Why can’t Spurs fans sing about Sol when Huddersfield fans can sing about the fire?

Four men have been charged with singing what is a very offensive song about Sol Campbell after a unified decision by “people in football” that things had gone “too far”.

Harry Redknapp led the charge against Spurs fans – how ironic – and he was right to do so, His comments about not being able to understand the mentality of a Father who sings a racist, homophobic and generally nasty song in front of his son is echoed throughout the land. Almost no one outside of a football ground will understand the reason why such chanting is necessary, as will a good few people inside it.

All of which is right and proper – although gives rise to interesting questions – but why was the line drawn at Sol Campbell and Spurs?

As a Bradford City fan I have this season had to sit in a football ground listening to home fans singing mocking songs about the fire of 1985 on more than one occasion – in fact I can tell you having ill advisedly sat at Huddersfield Town with the collection of supporters who sit on the river bank side closest the away fans delight in it – so why is it that no one has been arrested, cautioned, questioned, accused of behaviour likely to cause affray or any of those other laws which – rightly or wrongly – are being used against the Campbell chanters?

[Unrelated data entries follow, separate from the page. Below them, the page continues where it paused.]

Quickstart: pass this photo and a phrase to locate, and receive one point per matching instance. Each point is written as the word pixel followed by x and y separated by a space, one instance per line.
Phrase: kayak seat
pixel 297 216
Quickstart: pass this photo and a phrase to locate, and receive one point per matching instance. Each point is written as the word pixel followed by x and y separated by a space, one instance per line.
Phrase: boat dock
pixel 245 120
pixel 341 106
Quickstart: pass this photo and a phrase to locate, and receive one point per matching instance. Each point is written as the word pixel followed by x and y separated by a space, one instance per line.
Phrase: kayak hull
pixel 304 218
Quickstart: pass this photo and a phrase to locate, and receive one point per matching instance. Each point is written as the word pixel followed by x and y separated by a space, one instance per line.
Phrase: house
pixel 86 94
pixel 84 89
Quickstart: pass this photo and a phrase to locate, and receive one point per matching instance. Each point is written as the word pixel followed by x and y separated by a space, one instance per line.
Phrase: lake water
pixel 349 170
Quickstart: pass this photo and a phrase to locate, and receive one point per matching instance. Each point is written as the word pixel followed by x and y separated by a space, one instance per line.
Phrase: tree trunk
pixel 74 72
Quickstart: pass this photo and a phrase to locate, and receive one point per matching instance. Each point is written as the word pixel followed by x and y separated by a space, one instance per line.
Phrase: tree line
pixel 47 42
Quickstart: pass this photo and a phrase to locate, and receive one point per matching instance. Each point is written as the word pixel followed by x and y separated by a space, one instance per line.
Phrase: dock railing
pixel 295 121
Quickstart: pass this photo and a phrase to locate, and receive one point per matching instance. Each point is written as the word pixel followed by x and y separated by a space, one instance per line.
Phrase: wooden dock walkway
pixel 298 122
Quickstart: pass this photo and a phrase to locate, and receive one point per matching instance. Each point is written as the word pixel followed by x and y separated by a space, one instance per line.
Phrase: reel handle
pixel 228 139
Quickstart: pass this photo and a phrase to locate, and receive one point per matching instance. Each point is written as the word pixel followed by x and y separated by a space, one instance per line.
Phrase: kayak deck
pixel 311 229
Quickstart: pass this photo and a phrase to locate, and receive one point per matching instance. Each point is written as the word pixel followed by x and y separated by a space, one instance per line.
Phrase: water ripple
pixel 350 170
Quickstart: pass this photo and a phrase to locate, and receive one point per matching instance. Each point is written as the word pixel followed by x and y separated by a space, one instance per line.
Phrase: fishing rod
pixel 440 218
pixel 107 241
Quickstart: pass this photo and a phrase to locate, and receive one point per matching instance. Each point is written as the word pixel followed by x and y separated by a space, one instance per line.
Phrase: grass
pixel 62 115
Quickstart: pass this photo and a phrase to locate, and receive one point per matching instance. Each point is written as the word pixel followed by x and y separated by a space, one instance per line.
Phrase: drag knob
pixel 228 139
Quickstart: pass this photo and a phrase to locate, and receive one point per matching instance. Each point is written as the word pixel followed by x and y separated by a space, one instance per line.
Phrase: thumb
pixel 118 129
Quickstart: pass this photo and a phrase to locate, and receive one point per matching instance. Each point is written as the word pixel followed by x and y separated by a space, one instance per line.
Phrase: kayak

I’m no legal expert so I’m not able to answer that question returning to Redknapp’s bafflement at the mindset of people who would engage in such chanting and adding my own belief that some self-policing in the form of right-minded fans booing the offenders would not go amiss. After all football fans seem capable of booing almost anything else.

It seems that the Campbell chanters are guilty of committing an offence at the wrong place and the wrong time and to be made an example of – they get no sympathy from me – but how much the lessons will be learnt by fans the length of the land, and what those questions are, is debatable.

Will the police be arresting Huddersfield Town supporters in the situation out lined above? Would they have moved in against the Bradford City fans who sang songs about cockle pickers at Morecambe last year? Will they arrest the guy behind me who shouted that Barry Conlon was a useless twat and should be substituted on Saturday? Doing so would have robbed me of the satisfaction of watching him cheer though gritted teeth after he scored.

What chanting is acceptable? David James believes that anything not racist or homophobic is allowed while others would suggest it is anything legal but the morality of grown men screaming swears until faces turn red at kids barely out of their teens troubles me greatly. I would suggest the people singing songs about the fire are worse than those swearing, being racist to or homophobic towards players but I’d say they were all under line of what should be acceptable.

I wonder about football when it has to look for law and browbeating debates on manners to decide whether or not deliberate offence of these kinds are socially acceptable.